Adjunct teacher Marty Slobin’s obituary in the Dec. 12, 2000 edition of the Detroit Free Press is moving for its brevity. It memorializes the lecturer who had received a distinguished teaching award from the University of Michigan-Dearborn just the year before and who also taught at Wayne State University and Henry Ford Community College.

“Words cannot describe what this man does in the classroom,” a former student says.

Outside the classroom, Slobin commuted to his teaching jobs on three campuses by bus because he could not afford to keep a car.

“Marty’s whole life was devoted to his students and his teaching,” says a fellow professor.

Suffering from heart disease, Slobin could not afford the treatment—surgery—because the income he lost during a convalescence would make it impossible for him to keep up his health insurance premium payments.

Slobin had “succeeded in making the study of political science meaningful in the lives of his students,” the paper quotes Bernard Klein, a former interim chancellor of the university.

At one point, the university asked Slobin to stop going through the trash in search of the pop cans he returned to collect their deposit refunds.

“I attended his class on congressional elections earlier this fall,” says the university chancellor, Daniel Little, “and was able to see firsthand the respect and affection his students felt for him.”

Slobin, 55, died on Dec. 6 in his office after a heart attack.

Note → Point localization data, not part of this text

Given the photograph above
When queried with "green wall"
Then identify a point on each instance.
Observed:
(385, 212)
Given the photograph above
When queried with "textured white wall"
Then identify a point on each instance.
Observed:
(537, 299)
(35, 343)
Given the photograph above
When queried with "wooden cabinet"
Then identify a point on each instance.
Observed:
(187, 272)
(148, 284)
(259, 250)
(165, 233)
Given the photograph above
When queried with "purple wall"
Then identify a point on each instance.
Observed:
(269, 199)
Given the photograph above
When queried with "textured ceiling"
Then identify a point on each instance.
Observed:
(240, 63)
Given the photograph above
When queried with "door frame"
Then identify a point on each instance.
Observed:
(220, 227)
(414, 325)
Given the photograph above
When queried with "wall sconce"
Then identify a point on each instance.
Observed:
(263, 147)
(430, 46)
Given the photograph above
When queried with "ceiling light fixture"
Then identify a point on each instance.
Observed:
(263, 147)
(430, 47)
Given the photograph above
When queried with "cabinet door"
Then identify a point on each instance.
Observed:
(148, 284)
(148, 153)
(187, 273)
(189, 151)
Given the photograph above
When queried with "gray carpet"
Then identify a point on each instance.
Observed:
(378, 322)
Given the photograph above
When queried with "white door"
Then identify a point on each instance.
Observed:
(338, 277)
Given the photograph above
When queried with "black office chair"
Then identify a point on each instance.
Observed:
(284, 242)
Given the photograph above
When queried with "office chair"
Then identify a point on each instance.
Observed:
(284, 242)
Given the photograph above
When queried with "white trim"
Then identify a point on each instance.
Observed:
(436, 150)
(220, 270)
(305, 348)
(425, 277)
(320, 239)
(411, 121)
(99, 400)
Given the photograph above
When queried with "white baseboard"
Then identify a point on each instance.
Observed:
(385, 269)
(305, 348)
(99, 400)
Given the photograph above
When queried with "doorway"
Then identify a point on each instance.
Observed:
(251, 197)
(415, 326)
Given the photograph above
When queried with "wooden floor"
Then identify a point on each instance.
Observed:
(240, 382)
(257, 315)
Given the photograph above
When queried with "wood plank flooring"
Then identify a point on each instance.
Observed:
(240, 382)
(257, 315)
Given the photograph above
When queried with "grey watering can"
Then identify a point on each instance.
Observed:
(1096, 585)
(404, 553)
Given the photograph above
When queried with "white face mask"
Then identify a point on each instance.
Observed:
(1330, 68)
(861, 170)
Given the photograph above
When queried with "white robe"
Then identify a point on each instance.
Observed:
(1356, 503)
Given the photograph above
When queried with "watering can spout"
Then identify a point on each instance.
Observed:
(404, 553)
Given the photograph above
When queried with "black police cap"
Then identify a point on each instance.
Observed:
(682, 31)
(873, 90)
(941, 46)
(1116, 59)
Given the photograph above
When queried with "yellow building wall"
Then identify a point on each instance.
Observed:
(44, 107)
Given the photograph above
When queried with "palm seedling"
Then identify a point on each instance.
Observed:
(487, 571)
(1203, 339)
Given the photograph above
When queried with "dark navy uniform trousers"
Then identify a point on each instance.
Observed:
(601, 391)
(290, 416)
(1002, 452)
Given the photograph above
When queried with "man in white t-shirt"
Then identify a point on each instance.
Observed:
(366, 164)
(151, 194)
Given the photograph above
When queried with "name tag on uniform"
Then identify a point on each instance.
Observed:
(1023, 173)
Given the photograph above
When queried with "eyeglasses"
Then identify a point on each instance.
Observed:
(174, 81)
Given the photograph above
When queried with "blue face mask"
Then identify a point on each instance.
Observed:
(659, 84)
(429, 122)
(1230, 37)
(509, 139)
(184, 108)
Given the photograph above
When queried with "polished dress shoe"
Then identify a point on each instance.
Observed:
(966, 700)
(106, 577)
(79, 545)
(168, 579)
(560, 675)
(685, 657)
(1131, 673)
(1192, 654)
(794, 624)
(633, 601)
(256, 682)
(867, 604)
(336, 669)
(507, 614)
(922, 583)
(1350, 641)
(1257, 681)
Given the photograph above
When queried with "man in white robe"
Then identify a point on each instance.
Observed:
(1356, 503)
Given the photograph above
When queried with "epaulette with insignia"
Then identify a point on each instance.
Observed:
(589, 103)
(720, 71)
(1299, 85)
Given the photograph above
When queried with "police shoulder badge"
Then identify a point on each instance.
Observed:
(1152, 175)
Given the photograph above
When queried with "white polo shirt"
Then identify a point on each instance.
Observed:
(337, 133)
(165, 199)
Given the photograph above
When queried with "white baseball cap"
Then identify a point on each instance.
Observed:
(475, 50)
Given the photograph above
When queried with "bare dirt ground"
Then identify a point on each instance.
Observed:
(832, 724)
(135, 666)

He was so poor, says Bonnie Halloran, president of the Lecturers Employee Organization (LEO)/AFT at the University of Michigan, that faculty at Dearborn and the neighboring community college took up a collection to pay for his funeral.

FULL TEXT

If your story isn't as extreme as his, it's probably because you have a job in another industry, a spouse, or some other relative who takes up the slack. Without one of those safety nets, most of us could be this guy.